Returns a number of threads in a hardware warp for the actual device. At host side this constant is available at runtime time only.

It is constant for a device.

__device__ inline constexpr unsigned int rocprim::device_warp_size()#

Returns a number of threads in a hardware warp for the actual target. At device side this constant is available at compile time.

It is constant for a device.

Lane and Warp ID#

__device__ inline unsigned int warp_id()#

Returns warp id in a block (tile).

Returns warp id in a block (tile). Use template parameters to optimize 1D or 2D kernels.

Flat ID#

__device__ inline unsigned int flat_block_thread_id()#

Returns flat (linear, 1D) thread identifier in a multidimensional block (tile).

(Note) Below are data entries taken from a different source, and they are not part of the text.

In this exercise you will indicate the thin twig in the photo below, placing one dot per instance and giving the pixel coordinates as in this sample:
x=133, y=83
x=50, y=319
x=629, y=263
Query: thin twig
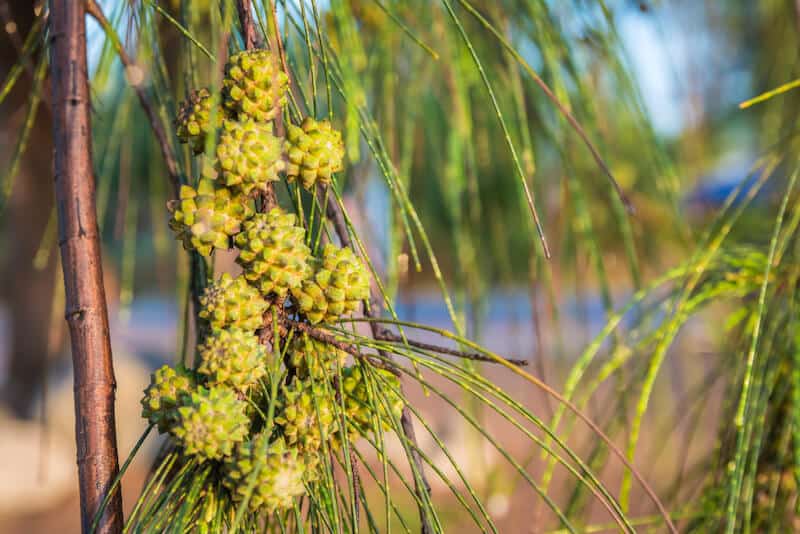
x=421, y=484
x=155, y=123
x=388, y=335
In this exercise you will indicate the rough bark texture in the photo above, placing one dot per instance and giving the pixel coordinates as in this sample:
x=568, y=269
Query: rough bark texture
x=86, y=312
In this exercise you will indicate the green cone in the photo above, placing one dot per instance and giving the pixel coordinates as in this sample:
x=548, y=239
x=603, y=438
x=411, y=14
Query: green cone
x=232, y=357
x=273, y=252
x=232, y=303
x=254, y=85
x=248, y=155
x=279, y=481
x=315, y=151
x=339, y=285
x=194, y=122
x=211, y=422
x=207, y=217
x=306, y=415
x=166, y=392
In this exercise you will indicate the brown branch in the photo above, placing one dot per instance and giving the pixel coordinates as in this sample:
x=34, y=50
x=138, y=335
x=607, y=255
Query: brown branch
x=246, y=20
x=388, y=335
x=421, y=484
x=86, y=311
x=93, y=9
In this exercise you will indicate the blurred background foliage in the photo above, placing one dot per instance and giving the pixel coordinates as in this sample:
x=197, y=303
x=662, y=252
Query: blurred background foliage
x=655, y=86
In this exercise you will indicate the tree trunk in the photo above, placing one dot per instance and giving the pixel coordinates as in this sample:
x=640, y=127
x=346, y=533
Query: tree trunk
x=86, y=312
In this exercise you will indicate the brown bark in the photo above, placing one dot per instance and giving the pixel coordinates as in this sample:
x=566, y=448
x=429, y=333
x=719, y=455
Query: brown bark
x=86, y=312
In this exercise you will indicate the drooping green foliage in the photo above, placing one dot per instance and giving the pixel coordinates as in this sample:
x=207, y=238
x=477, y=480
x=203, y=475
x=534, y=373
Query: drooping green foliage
x=460, y=118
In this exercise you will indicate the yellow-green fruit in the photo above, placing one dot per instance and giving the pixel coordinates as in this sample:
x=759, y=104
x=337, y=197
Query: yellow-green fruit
x=311, y=301
x=273, y=252
x=255, y=85
x=206, y=217
x=361, y=400
x=279, y=481
x=232, y=303
x=306, y=414
x=232, y=357
x=339, y=285
x=310, y=357
x=211, y=422
x=315, y=151
x=168, y=386
x=194, y=122
x=248, y=155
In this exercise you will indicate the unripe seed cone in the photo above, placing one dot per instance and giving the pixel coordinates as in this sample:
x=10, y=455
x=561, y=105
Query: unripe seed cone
x=232, y=303
x=232, y=357
x=197, y=119
x=339, y=285
x=279, y=481
x=306, y=415
x=314, y=150
x=273, y=252
x=248, y=155
x=211, y=422
x=168, y=386
x=206, y=217
x=255, y=85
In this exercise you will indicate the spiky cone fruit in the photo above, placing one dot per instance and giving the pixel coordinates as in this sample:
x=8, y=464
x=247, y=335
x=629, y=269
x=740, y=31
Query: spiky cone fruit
x=232, y=303
x=211, y=422
x=309, y=357
x=339, y=285
x=273, y=252
x=197, y=119
x=306, y=415
x=248, y=155
x=232, y=357
x=315, y=151
x=361, y=401
x=206, y=217
x=254, y=85
x=167, y=389
x=279, y=481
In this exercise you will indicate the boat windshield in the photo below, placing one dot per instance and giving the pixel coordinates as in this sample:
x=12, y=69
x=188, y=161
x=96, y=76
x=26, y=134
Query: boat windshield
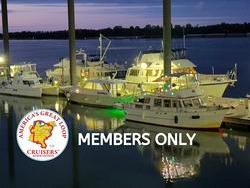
x=134, y=72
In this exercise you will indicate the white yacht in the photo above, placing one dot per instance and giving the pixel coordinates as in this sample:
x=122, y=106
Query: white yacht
x=101, y=93
x=28, y=71
x=24, y=83
x=180, y=109
x=148, y=71
x=88, y=66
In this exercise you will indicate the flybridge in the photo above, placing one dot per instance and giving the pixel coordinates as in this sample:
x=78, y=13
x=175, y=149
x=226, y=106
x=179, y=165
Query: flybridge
x=133, y=139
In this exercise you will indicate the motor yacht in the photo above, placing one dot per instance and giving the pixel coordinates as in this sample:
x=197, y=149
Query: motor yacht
x=148, y=71
x=88, y=66
x=180, y=109
x=27, y=84
x=101, y=93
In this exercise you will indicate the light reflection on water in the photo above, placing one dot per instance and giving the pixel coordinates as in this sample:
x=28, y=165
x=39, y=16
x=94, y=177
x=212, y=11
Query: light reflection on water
x=215, y=156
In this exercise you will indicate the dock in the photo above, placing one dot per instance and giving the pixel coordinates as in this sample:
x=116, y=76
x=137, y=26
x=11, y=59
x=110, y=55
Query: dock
x=238, y=116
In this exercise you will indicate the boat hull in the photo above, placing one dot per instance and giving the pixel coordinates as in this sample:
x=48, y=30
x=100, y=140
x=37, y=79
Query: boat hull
x=92, y=100
x=202, y=121
x=214, y=89
x=24, y=92
x=50, y=91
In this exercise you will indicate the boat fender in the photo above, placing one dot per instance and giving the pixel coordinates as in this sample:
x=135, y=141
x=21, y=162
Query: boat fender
x=176, y=119
x=196, y=117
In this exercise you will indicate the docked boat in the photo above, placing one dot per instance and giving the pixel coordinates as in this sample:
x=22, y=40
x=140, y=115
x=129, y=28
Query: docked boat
x=29, y=71
x=180, y=109
x=148, y=71
x=101, y=93
x=27, y=84
x=88, y=66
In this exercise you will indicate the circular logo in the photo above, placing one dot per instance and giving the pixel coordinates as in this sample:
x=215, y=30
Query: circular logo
x=42, y=135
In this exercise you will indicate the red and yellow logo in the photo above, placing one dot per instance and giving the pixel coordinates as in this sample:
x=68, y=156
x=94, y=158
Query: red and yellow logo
x=42, y=135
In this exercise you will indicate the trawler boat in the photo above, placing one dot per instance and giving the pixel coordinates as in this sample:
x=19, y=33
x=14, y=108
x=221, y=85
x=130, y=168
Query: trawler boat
x=27, y=84
x=101, y=93
x=148, y=71
x=29, y=71
x=87, y=67
x=180, y=109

Returns flat (linear, 1D) thread identifier in a multidimensional block (tile). Use template parameters to optimize 1D or 2D kernels.

__device__ inline unsigned int flat_block_id()#

Returns flat (linear, 1D) block identifier in a multidimensional grid.

Flat Size#

__device__ inline unsigned int rocprim::flat_block_size()#

Returns flat size of a multidimensional block (tile).

__device__ inline unsigned int rocprim::flat_tile_size()#

Returns flat size of a multidimensional tile (block).

Synchronization#

__device__ inline void rocprim::syncthreads()#

Synchronize all threads in a block (tile)

__device__ inline void rocprim::wave_barrier()#

All lanes in a wave come to convergence point simultaneously with SIMT, thus no special instruction is needed in the ISA.

Active threads#

__device__ inline lane_mask_type rocprim::ballot(int predicate)#

Evaluate predicate for all active work-items in the warp and return an integer whose i-th bit is set if and only if predicate is true for the i-th thread of the warp and the i-th thread is active.

Parameters:

predicate – - input to be evaluated for all active lanes

__device__ inline unsigned int rocprim::masked_bit_count(lane_mask_type x, unsigned int add = 0)#

Masked bit count.

For each thread, this function returns the number of active threads which have i-th bit of x set and come before the current thread.